Türkiye dışında bütün ülkeler
Adanın tamamını Kıbrıs cumhuriyeti olarak isimlendiriyor. Yani Kuzey Kıbrıs
Türk Cumhuriyetinin bağımsızlığı Türkiye dışında hiçbir ülke tarafından
tanınmıyor. Sadece Türkiye ve Kuzey Kıbrıs Türk Cumhuriyeti Adanın Güney
kısmını, Güney Kıbrıs Rum Yönetimi olarak isimlendiriyor. Hatta Birleşmiş
Milletler ve Avrupa birliğine göre, Kuzey Kıbrıs Toprakları Bugün Türkiye'nin
işgali altında. İstanbul'dan Kıbrısa yolculuk 1.5 saat sürmekte Zaman olarak
bizden 1 saat geriden geliyorlar.
Kıbrısa ayak bastığımız Ercan
Havalimanı sadece Türkiye tarafından tanındığı için uçuşlar sadece Türkiye
üzerinden gerçekleşiyor. Kuzey Kıbrıs Türk Cumhuriyeti Türkler için pasaport
olmadan, Kimlikle gidilebilen bir bölge. Güney Kıbrıs Rum Yönetimi ise Pasaport
türü ne olursa olsun, Tüm Türk vatandaşlarından vize istemektedir ve bu bize
ancak Yunanistan'daki Kıbrıs Rum Elçiliğinden alınabilmekte. Çünkü Kıbrıs Cumhuriyeti,
Türkiye tarafından tanınmadığı için Türkiye'de Kıbrıs Konsolosluğu ya da Büyük
Elçiliği bulunmamakta.
Tabi bir Türk vatandaşının
Yunanistana geçmek için Avrupa Birliğinin topraklarına geçiş izni veren
Schengen vizesi alması gerektiğini göz önüne alırsak, bu biraz zahmetli bir iş.

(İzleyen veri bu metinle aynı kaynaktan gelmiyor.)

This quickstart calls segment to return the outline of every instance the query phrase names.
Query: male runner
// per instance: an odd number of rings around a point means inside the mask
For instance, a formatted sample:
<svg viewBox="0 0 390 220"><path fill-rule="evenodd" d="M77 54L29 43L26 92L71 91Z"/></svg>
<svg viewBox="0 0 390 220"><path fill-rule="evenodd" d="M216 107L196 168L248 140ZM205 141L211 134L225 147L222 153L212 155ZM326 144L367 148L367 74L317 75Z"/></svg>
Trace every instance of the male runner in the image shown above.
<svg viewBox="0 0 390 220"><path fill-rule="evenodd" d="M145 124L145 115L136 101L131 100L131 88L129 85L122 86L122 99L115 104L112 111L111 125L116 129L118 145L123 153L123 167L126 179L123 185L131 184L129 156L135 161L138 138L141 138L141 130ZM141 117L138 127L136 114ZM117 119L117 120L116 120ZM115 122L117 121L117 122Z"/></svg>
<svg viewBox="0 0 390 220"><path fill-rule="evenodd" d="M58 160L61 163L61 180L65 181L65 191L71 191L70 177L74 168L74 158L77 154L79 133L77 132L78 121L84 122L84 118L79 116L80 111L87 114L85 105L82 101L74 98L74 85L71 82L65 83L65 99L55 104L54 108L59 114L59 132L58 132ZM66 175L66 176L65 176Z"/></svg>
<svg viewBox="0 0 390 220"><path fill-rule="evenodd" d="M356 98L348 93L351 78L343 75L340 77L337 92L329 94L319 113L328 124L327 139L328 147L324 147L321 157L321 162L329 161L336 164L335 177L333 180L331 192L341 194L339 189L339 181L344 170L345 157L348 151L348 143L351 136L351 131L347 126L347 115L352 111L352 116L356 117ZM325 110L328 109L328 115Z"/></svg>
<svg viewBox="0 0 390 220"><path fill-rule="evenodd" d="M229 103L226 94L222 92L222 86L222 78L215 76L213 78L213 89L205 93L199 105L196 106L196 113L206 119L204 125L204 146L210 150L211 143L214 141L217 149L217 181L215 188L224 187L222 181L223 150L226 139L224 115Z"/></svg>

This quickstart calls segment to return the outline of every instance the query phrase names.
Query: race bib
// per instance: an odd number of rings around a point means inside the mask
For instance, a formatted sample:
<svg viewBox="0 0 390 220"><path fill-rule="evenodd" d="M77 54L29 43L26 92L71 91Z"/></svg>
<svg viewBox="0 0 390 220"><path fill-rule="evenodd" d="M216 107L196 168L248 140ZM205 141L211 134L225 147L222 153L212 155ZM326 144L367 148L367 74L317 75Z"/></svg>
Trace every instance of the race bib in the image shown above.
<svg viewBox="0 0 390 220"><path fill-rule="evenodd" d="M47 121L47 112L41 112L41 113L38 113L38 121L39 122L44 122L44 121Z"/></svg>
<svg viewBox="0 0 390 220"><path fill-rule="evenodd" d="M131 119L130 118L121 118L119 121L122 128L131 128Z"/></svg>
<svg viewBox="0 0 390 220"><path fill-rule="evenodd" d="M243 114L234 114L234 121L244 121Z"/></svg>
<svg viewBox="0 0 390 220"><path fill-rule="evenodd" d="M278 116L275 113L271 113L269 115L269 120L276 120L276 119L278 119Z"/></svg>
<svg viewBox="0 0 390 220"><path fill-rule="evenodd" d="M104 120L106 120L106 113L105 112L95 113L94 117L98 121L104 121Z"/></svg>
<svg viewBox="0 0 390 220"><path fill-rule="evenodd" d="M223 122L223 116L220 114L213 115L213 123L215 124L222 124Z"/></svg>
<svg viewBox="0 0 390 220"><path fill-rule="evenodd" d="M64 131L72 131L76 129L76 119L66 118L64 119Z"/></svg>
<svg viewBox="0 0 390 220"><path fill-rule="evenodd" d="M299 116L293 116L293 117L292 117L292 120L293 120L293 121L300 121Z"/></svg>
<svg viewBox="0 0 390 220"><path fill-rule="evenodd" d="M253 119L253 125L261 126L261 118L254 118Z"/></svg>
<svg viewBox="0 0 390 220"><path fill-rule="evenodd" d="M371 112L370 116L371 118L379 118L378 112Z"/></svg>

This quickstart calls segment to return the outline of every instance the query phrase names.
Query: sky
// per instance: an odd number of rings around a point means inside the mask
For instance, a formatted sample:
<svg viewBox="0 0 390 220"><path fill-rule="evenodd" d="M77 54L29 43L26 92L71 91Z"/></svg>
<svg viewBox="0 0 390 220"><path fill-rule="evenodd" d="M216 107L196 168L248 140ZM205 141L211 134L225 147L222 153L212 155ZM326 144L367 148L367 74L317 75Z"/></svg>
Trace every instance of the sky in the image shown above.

Kuzey Kıbrıs vatandaşları kimlikleriyle Rum tarafına kolaylıkla yürüyerek
geçebilirken Sonradan vatandaşlık kazananlar vize almadan giremiyor.
Adanın en yakın denizaşırı
komşuları başta Türkiye olmak üzere Suriye Lübnan İsrail Mısır Libya Yunanistan.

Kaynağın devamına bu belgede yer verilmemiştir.